We noticed something interesting last week in the Android Market rankings: some of our apps increased in rank and others decreased – well beyond the normal ups and downs applications typically see.
After looking at it more closely, we believe that Android Market changed its app-ranking algorithm in advance of the launch of in-app billing, rewarding apps that engage users over those that merely recruit or purchase them.
In fact, the ranking change was dramatic. myYearbook’s core Android app moved up from #63 to #11 in the Top Free Social category as of 3/24, as indicated by Android App Tracker. Now we appear right below Foursquare for Android and just above AIM’s app, where previously we were not even on the first page of results.
While myYearbook was exploding in rank and new installs per day, we saw sudden decreases in smaller apps that we own. It appears to us that the only reasonable explanation is an Android Market algorithm change between 3/20 and 3/23.
So then the natural question is: why did “myYearbook for Android” increase in ranking while an app like “Tic Tac Toe” decreased in ranking?
We believe the new ranking algorithm is now more complex, taking into account a measure of activity in the application and not simply new installs per day. In particular, we believe the ranking now considers either Daily Active Users (DAU) or the ratio of Daily Active Users to Monthly Active Users, which is sometimes referred to as “the sticky factor.” As the chart below makes clear, apps that benefited from the change, like “myYearbook for Android,” are much more engaging for users than those that suffered, like “Tic Tac Toe.”

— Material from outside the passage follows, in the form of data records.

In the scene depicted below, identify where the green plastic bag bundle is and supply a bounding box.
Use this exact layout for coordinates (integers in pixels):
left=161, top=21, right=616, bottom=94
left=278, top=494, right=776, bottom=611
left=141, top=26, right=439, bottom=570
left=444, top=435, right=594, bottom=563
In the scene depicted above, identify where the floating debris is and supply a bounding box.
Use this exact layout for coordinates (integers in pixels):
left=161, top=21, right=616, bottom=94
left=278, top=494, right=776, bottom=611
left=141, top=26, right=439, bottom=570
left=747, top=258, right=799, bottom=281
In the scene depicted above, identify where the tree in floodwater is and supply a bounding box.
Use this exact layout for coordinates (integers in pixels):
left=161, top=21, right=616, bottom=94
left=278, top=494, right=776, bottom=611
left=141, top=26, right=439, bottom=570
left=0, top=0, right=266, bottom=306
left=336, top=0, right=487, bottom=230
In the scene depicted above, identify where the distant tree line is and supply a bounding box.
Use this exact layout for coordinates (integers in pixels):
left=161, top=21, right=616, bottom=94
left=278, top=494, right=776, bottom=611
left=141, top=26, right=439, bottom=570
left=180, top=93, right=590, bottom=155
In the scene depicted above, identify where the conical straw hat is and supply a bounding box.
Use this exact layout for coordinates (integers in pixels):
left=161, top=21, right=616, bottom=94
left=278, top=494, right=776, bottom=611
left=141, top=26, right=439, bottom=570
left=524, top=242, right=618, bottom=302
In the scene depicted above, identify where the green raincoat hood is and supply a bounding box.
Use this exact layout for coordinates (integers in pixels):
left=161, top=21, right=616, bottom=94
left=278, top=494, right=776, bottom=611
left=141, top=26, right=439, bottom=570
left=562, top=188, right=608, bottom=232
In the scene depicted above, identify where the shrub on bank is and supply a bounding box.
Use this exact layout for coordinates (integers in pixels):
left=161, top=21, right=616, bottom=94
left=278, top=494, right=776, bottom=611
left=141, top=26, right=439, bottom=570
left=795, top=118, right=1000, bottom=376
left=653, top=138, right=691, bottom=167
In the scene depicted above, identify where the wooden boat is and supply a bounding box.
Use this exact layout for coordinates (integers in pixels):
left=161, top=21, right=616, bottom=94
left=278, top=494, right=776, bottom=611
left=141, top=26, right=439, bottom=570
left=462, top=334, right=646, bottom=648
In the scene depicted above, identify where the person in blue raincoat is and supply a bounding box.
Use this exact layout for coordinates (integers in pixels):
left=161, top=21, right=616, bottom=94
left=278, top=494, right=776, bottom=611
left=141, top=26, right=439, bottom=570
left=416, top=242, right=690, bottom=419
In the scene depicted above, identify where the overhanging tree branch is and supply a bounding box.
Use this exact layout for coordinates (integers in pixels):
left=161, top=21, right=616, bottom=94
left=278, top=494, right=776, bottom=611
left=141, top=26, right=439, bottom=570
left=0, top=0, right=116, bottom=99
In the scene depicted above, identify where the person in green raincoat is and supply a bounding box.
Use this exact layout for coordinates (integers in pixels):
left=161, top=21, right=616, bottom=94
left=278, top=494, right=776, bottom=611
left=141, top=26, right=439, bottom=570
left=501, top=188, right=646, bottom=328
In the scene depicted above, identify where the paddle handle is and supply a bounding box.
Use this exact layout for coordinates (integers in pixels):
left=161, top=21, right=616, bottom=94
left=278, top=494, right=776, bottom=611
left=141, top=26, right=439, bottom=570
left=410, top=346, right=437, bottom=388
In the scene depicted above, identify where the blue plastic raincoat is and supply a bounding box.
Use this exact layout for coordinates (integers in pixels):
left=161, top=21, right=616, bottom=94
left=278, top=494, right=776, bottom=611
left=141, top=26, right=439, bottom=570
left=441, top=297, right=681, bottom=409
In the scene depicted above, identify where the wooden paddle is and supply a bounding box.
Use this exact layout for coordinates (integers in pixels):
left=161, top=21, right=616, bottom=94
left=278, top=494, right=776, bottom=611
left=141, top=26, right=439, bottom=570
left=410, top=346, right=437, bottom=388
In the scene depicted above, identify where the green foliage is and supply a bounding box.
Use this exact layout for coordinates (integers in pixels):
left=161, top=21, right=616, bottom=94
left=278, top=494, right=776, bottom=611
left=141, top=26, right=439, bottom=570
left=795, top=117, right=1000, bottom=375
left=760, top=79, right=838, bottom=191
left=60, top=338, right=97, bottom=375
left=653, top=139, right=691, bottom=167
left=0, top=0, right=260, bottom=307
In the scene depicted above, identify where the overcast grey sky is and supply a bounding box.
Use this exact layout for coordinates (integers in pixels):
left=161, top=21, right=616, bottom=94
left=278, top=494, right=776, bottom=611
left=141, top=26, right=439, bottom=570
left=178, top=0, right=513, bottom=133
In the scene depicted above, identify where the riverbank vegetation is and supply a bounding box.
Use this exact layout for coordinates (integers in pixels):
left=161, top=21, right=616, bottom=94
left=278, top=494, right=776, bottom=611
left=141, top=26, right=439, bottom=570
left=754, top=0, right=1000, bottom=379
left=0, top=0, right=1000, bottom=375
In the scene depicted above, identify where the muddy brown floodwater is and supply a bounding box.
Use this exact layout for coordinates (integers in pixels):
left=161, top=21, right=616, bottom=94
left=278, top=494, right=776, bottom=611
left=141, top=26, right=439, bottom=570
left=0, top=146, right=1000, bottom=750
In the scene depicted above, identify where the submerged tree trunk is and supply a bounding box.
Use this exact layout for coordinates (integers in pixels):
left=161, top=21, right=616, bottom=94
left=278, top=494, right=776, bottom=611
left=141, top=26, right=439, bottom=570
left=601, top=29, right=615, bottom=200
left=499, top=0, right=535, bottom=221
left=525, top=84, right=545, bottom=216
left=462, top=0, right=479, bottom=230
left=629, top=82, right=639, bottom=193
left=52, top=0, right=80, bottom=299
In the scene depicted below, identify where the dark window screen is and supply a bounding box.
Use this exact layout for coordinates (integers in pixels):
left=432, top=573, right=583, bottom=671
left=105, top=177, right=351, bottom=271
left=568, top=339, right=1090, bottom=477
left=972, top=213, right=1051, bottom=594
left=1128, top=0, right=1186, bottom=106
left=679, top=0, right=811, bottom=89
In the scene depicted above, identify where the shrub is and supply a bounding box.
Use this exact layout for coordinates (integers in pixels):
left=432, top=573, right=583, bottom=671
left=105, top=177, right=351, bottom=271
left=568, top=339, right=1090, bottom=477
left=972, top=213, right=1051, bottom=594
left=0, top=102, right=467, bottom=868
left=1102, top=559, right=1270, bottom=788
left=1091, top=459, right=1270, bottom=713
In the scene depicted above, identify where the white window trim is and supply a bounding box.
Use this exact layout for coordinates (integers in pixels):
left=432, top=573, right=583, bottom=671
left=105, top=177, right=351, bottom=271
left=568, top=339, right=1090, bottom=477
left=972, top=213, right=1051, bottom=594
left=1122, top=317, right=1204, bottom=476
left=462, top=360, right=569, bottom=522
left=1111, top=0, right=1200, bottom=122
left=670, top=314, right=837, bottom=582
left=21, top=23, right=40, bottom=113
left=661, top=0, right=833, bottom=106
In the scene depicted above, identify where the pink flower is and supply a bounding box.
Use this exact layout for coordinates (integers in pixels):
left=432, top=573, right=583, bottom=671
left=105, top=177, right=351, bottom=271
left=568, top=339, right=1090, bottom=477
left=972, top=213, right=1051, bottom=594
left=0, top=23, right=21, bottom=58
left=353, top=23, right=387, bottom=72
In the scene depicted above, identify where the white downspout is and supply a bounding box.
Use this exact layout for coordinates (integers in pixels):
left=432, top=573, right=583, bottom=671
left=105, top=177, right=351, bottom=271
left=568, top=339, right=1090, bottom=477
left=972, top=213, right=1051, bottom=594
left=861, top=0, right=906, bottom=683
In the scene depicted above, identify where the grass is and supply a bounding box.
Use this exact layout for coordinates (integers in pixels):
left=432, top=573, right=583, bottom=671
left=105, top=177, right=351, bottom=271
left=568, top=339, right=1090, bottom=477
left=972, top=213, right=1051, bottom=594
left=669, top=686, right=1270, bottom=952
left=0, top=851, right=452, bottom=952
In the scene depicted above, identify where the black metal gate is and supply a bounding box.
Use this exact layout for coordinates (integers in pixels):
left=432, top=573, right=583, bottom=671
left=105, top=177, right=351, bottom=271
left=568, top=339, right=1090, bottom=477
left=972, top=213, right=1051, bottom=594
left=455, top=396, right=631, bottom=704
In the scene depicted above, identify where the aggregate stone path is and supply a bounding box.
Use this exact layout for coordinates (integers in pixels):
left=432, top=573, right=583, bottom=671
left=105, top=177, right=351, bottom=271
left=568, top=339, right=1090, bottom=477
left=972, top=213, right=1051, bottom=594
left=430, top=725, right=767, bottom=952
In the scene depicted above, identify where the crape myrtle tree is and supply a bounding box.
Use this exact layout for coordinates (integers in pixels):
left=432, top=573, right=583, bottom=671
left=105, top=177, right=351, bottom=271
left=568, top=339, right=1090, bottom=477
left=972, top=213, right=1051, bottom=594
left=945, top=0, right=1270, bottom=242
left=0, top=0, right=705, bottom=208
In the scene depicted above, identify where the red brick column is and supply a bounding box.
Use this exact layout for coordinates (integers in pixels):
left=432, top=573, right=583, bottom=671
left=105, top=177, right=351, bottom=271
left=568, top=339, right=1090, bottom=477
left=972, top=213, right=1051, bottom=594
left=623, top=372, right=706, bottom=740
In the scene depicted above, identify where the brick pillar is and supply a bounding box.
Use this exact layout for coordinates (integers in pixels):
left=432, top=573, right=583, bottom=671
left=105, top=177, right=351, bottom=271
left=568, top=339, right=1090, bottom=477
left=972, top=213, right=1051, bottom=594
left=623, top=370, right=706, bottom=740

This conclusion appears to be born out by the fact that other apps known to engage users well, which would be expected to have relatively high DAU/MAU ratios, also increased in rank during the same time. For example, in the Social Free category, Seesmic went from #39 to #10, and Gowalla went from #78 to #18 – all virtually overnight.
Many have discussed Google’s recent change to its search algorithm, which targeted content farms in an attempt to improve search quality, but to date discussion of recent Android Market ranking changes has been minimal, despite the importance of these rankings to app developers. On Reddit, we found a single post pointing out a major improvement for an unofficial Reddit client, but it had received only 11 comments as of April 1. One reason for the lack of chatter is that fewer companies have insight into these rankings, a problem companies like Android App Tracker appear to be helping to solve.
The Android team has acknowledged that they’ve been focused on the ranking algorithm, but only with tangential references in press outreach about their in-app billing product, leaving it up to the development community to sort it out. With in-app billing, it is now in Google’s best interest to highlight more engaging apps, as those apps are more likely to generate paying users.
We think the change is clearly a good thing for users and for creators of engaging applications, but it’s not a good thing for everyone. In particular, less game-able rankings mean that simply buying 50,000 low-quality, incented installs doesn’t guarantee you a top ranking anymore.
We hope that Apple makes the same change to their App Store, as rankings that depend on DAU and retention reward good apps with more users, encouraging the entire app development community to focus on improving engagement – not just spamming users or buying low-quality installs.